Are there any EFM8's with enough IO pins for that? Normally I'd say this is a job for FPGA.
Still I'm at loss as to why would you need a lot of super-slow RAM. Can you give some details on the intended application?

I do not know why you bring DDR3 into play now. 

Believe or not, DDR3 is a type of DDR SDRAM.

[mikeselectricstuff]

Don't forget there are some quite large SPI SRAMs available cheaply :

https://lcsc.com/product-detail/RAM_Lyontek-Inc-LY68L6400SLIT_C261881.html
https://lcsc.com/product-detail/RAM_VTI7064MSME_C139966.html

[colorado.rob]

After reading this thread, this has nothing to do with finding the most efficient solution.  No one looking at a solution involving reclaiming obsolete chips from old video cards cares about that.  I suspect that OP is building a Rube Goldberg electronic device for his own amusement & edification.  Or maybe he's just trolling this forum.

[Scrts]

There are also PSRAMs, which are easy to interface to small micros as well.

[PCB.Wiz]

I then took a look at Aliexpress, and they sell 5 Pieces of DDR-SDRAM (32Mbyte x 16Bit) for a little bit over 2$ (https://www.aliexpress.com/item/5pcs-lot-HY5DU121622CTP-D43-HY5DU121622CTP-DDR64M-SDRAM-TSSOP-66/32954967053.html).

Of course, interfacing SDRAM is a lot (a lot) more complex than using already built in SPI / I²C.

But I was wondering, especially because these SDRAM-Chips are comming in a solderable TSSOP package, if interfacing this chips could be done not only on a 2-layer PCB but also without any hardware support from a microcontroller, only via pin toggling?

This may sound crazy - but it seems like an interesting project to me.

See above links for SO8 packaged QuadSPI SDRAM (PSRAM) LY68L6400SLIT  VTI7064 & also
https://www.electrodragon.com/product/2pcs-ipus-ips6404-iot-ram/

That PSRAM still has refresh rules, but has a much lower pin count, and has hidden refresh that can make the MCU task simpler.
You can connect 2, or 4 of these, depending on if you need 8 or 16b interfaces.

[soFPG]

The title says DDR SDRAM, not sure what does async DRAM hava to do with this.

It's quite common that the topic shifts into different directions as different opinions come up on the way.

Are there any EFM8's with enough IO pins for that?

Well, I successfully made a schematic with one. It has 28 GPIOs, which apparently is enough.

Believe or not, DDR3 is a type of DDR SDRAM.

Believe me or not, to interface DDR3 is, as you may already know, in a completely different ballpark compared to SDR-SDRAM.

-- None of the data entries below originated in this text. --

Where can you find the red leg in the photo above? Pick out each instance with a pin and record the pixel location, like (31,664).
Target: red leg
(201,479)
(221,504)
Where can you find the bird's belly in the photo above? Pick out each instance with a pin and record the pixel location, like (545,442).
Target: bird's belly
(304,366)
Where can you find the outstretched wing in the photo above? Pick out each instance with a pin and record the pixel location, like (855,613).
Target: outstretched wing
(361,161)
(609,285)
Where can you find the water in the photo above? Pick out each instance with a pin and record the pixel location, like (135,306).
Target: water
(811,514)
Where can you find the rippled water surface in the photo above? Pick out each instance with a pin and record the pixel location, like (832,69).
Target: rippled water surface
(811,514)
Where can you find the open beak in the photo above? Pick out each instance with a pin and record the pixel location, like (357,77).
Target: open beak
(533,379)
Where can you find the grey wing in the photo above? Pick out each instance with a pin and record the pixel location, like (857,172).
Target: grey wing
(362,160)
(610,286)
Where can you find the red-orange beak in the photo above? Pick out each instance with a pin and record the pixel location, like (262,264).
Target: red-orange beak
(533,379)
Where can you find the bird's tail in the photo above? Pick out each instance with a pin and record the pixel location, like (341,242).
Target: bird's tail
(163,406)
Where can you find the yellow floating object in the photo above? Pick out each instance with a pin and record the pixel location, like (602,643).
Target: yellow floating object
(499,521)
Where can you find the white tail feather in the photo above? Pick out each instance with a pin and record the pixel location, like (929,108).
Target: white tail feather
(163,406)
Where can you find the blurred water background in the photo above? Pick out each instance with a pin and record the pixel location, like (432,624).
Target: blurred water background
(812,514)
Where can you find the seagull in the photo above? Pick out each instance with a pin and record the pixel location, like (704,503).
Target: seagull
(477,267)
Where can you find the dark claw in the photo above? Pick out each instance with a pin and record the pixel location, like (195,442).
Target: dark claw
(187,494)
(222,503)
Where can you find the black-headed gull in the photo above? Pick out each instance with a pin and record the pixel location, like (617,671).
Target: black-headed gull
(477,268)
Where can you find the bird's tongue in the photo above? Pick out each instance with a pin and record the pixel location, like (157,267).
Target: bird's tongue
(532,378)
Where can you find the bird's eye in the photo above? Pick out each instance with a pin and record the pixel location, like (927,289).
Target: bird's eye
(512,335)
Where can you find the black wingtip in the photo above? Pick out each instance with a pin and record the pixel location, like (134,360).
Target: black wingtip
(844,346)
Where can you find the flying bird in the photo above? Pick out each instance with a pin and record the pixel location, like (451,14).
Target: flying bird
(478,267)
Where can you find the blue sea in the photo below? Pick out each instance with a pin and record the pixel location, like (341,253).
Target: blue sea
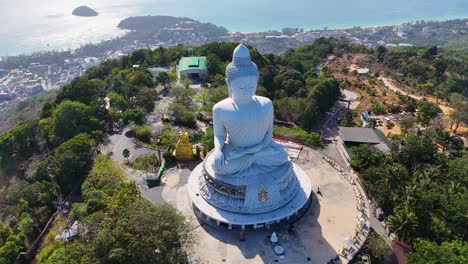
(30,25)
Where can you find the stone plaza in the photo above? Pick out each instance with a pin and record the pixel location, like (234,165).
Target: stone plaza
(315,238)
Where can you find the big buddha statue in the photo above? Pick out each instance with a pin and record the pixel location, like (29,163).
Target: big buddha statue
(243,123)
(247,179)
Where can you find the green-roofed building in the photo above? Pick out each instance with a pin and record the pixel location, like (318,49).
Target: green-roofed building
(192,67)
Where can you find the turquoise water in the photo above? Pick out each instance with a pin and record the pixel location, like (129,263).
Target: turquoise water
(26,26)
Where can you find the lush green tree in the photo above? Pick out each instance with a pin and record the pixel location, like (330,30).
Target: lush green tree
(117,101)
(214,65)
(133,235)
(136,116)
(10,249)
(141,78)
(347,119)
(72,160)
(83,90)
(163,78)
(455,252)
(365,156)
(177,110)
(75,252)
(404,222)
(20,142)
(407,123)
(71,118)
(181,94)
(289,109)
(144,133)
(102,182)
(381,50)
(145,98)
(460,112)
(168,137)
(427,111)
(126,154)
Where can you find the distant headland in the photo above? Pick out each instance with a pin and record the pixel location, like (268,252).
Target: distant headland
(84,11)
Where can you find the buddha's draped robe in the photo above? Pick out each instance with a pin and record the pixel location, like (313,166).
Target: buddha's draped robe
(248,130)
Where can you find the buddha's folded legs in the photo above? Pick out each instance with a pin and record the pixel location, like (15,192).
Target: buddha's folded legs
(271,156)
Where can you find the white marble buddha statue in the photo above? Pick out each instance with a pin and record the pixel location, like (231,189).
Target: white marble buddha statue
(243,124)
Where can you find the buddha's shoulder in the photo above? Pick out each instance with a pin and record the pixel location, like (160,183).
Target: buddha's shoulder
(263,100)
(222,105)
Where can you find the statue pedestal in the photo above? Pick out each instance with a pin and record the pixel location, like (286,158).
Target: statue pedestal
(259,202)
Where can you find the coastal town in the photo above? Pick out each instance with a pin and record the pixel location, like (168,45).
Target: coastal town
(18,82)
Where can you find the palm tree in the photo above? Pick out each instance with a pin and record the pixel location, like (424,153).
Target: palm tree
(126,154)
(404,222)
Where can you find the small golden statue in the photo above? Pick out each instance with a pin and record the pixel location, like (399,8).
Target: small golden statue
(262,194)
(184,150)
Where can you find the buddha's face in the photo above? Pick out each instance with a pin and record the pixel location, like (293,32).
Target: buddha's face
(243,88)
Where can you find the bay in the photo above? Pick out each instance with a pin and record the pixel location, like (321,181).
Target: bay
(30,25)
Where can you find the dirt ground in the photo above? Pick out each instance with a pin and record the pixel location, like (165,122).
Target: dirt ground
(382,90)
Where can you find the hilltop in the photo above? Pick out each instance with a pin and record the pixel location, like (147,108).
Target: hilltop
(84,11)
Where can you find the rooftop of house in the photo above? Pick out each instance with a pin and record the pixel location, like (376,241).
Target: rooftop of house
(190,63)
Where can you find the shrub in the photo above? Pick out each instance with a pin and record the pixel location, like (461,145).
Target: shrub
(310,139)
(143,133)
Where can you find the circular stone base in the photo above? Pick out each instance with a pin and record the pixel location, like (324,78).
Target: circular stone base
(209,213)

Don't forget there are some quite large SPI SRAMs available cheaply

I always looked at mousers parametric search and it never came up with such cheap SRAM 

I suspect that OP is building an [..] electronic device for his own amusement & edification

I sure do, I don't see what is wrong with doing things which are fun?

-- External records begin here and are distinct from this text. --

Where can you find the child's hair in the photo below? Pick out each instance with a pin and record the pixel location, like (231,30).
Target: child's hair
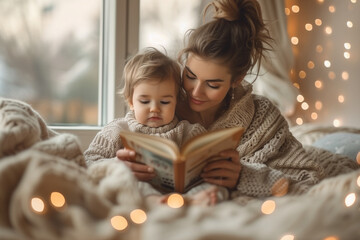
(151,64)
(236,37)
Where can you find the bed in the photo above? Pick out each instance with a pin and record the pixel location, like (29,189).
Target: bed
(47,192)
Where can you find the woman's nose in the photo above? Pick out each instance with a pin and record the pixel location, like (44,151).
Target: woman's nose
(154,108)
(197,90)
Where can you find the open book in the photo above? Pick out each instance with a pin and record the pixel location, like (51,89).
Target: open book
(178,169)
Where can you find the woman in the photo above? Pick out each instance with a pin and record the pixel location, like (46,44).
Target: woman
(216,59)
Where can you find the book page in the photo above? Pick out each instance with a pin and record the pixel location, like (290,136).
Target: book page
(207,148)
(159,146)
(212,139)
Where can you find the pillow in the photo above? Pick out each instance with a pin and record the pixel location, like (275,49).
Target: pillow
(341,143)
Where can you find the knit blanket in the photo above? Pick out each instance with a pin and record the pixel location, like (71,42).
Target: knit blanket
(47,192)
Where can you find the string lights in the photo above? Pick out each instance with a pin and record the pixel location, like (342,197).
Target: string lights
(325,52)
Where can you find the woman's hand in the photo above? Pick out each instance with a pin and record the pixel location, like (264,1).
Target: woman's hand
(224,172)
(142,172)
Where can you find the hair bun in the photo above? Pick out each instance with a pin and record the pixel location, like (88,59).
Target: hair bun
(226,9)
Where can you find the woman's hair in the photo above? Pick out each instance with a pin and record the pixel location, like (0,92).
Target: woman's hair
(236,37)
(151,64)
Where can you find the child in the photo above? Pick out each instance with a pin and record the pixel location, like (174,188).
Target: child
(151,89)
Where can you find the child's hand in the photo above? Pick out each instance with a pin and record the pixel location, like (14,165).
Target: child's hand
(142,172)
(223,172)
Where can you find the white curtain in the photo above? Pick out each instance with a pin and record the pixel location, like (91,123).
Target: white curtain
(274,80)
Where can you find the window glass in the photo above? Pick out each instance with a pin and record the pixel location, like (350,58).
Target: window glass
(49,57)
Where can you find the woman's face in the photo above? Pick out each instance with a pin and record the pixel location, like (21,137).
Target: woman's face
(206,84)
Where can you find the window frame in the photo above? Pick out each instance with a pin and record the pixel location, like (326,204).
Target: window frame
(119,29)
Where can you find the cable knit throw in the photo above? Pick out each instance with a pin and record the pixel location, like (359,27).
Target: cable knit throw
(35,162)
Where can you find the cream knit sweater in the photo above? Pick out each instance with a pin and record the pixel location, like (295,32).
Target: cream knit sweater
(108,141)
(269,151)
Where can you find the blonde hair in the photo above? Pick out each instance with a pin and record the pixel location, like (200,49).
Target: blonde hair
(236,37)
(151,64)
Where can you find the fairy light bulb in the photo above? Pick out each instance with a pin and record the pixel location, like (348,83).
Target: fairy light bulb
(299,121)
(311,64)
(295,8)
(268,207)
(300,98)
(308,27)
(327,63)
(38,205)
(328,30)
(138,216)
(287,11)
(319,49)
(295,40)
(347,46)
(318,22)
(318,84)
(175,200)
(302,74)
(314,115)
(332,75)
(119,223)
(318,105)
(350,199)
(305,106)
(57,199)
(336,122)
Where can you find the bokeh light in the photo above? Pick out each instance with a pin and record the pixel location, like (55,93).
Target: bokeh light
(175,200)
(138,216)
(38,205)
(119,223)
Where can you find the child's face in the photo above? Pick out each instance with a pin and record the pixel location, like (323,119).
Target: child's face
(154,102)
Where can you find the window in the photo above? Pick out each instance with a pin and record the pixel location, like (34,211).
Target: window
(49,56)
(65,57)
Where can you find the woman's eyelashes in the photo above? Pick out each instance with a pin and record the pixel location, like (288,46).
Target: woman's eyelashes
(192,77)
(163,102)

You can connect 2, or 4 of these, depending on if you need 8 or 16b interfaces.

Thanks, as I already mentioned, I only used mouser parametric search and it never came up with such RAM (or I didn't look closely enough).

Honestly, I am just really excited to use almost 30 year old hardware and try to get it back to life. 

[Axk]

Are these SPI SRAM chips cheaper than parallel ones because they are slow?

[PCB.Wiz]

Are these SPI SRAM chips cheaper than parallel ones because they are slow?

Not entirely, the other saving, is they are not static SRAM memories, but are DRAMS, with refresh (in some cases 'hidden') and that imposes rules on their use.

[PCB.Wiz]

You can connect 2, or 4 of these, depending on if you need 8 or 16b interfaces.

Thanks, as I already mentioned, I only used mouser parametric search and it never came up with such RAM (or I didn't look closely enough).

Mouser do not stock all  parts

They do have Static 4MBit SRAMS now, in SO8, which is a boost in the previously std speeds of just 20MHz.
SRAM 4Mb 512Kx8 45MHz Serial SRAM IT

A single PCB layout could accept either these SRAMs, or the PSRAMs listed above.

[legacy]

There are also PSRAMs, which are easy to interface to small micros as well.

what is PSRAM? and can you give me an example?
thanks 

[asmi]

what is PSRAM? and can you give me an example?
thanks 

Pseudo-Static RAM. It's DRAM with integrated controller, so to outside world it appears as SRAM. Example

[legacy]

wow, that's really comfortable
is there any chip not in BGA package?